Per rispondere a questa domanda Mancini fa una delle analisi a mio avviso più interessanti del suo libro, “Ripensare l’economia”. Egli afferma che il capitalismo odierno ha una struttura triadica, composta cioè da tre dimensioni:
- una dimensione tecnica, cioè quella che definiamo comunemente la struttura economica della società; costituita dalle imprese, dai lavoratori, dalle banche, dalle borse… e così via;
- una dimensione culturale e politica, costituita dagli apparati culturali (pensiamo al ruolo dei mass media) e dalle istituzioni politiche che sono funzionali al sistema economico capitalista;
- infine, una dimensione mitica, quella utilizzata sia dagli apparati culturali che da quelli istituzionali per diffondere e mantenere l’egemonia del capitalismo.

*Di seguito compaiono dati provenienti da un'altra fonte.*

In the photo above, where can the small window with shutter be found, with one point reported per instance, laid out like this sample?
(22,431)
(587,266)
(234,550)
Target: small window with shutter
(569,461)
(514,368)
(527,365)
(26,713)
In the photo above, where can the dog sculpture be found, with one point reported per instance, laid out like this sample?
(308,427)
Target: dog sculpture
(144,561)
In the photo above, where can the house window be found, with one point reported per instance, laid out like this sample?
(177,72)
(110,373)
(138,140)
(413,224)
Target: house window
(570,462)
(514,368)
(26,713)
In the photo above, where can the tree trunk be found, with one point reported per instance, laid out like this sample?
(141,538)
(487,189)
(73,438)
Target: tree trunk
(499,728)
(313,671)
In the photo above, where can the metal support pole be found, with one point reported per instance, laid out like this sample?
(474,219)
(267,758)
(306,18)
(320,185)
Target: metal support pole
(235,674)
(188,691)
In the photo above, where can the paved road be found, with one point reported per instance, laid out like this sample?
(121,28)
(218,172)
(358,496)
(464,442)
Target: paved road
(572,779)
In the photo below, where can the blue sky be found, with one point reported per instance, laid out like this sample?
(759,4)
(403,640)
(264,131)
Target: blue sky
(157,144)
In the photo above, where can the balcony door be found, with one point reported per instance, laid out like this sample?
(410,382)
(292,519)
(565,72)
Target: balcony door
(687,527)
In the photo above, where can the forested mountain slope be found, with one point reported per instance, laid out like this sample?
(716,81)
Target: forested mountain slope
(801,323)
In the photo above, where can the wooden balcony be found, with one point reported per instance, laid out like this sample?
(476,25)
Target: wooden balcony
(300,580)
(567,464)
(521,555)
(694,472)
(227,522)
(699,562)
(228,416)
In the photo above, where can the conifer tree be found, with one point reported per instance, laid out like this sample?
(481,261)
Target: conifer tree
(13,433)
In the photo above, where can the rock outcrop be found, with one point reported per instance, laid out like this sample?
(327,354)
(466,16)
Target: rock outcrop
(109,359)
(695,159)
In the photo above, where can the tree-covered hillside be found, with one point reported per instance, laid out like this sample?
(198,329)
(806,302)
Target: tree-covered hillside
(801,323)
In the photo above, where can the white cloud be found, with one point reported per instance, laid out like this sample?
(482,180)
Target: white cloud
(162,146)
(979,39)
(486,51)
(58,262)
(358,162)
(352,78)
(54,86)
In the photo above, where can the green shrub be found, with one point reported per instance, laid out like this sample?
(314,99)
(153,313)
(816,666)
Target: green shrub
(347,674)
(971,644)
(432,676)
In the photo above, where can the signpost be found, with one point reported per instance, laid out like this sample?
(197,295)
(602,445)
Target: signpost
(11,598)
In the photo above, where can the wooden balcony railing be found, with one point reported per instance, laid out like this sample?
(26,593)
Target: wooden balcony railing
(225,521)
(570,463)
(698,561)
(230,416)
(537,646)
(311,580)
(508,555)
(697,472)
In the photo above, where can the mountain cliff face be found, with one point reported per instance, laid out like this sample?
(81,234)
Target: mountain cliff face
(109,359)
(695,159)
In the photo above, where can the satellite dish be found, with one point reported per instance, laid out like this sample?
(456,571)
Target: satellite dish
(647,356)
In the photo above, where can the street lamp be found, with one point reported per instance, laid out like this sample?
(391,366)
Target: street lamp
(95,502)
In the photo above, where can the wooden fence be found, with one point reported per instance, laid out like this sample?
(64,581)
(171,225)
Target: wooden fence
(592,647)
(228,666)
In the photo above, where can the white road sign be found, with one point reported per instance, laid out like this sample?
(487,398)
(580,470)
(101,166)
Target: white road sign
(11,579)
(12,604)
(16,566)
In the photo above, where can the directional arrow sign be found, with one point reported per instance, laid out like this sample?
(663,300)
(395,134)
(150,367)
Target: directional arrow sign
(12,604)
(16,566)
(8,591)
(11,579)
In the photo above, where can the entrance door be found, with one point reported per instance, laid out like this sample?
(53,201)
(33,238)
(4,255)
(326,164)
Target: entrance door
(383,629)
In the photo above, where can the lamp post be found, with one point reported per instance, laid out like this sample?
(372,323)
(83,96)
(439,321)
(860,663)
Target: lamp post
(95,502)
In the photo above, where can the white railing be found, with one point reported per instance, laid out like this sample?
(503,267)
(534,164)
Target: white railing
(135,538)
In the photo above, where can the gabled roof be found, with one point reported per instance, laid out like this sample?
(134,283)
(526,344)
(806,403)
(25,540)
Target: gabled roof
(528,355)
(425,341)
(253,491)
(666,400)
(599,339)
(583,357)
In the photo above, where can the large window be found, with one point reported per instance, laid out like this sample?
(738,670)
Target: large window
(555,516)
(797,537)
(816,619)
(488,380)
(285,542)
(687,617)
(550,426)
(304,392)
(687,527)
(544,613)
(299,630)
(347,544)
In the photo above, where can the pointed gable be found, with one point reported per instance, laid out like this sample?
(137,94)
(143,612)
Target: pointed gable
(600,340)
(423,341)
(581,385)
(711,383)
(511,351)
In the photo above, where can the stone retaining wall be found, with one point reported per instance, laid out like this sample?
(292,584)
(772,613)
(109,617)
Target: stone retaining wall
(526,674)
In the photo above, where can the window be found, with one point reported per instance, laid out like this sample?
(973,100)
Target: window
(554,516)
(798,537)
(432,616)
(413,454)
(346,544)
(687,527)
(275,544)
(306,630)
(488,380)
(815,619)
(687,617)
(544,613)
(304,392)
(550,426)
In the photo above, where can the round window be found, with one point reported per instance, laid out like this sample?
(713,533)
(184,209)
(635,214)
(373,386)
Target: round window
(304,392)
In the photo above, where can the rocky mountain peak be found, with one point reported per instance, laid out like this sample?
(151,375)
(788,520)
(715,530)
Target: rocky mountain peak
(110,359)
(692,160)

Io ho usato la parola “infine” per introdurre la terza dimensione. In realtà la dimensione mitica del capitalismo è fondamentale, è la prima, quella più profonda, su cui tutto il sistema si regge. Se crollasse questa, crollerebbe l’intero sistema.
Il capitalismo, infatti, si è affermato nella storia cinque secoli fa ed è ancora tuttora egemone, perché è riuscito a far passare nell’immaginario collettivo e, quindi nella cultura e, quindi, nelle istituzioni politiche e, infine, nella struttura dell’economia, la sua idea di uomo, quella appunto dell’homo oeconomicus, di cui abbiamo parlato prima.
Ne consegue che ogni ipotesi di cambiamento, di alternativa a questo sistema socioeconomico o parte da un’altra idea possibile di “uomo” e di “Umanità” o è destinata a fallire.
La svolta o sarà prima di tutto etica e antropologica, o comincerà dal cuore degli uomini e poi investirà la cultura, le istituzioni politiche e infine il modo di produrre e le relazioni sociali all’interno del mondo della produzione o semplicemente non sarà.
Oppure sarà una svolta superficiale, destinata a rifluire e a durare poco. Non sarà insomma una vera svolta radicale.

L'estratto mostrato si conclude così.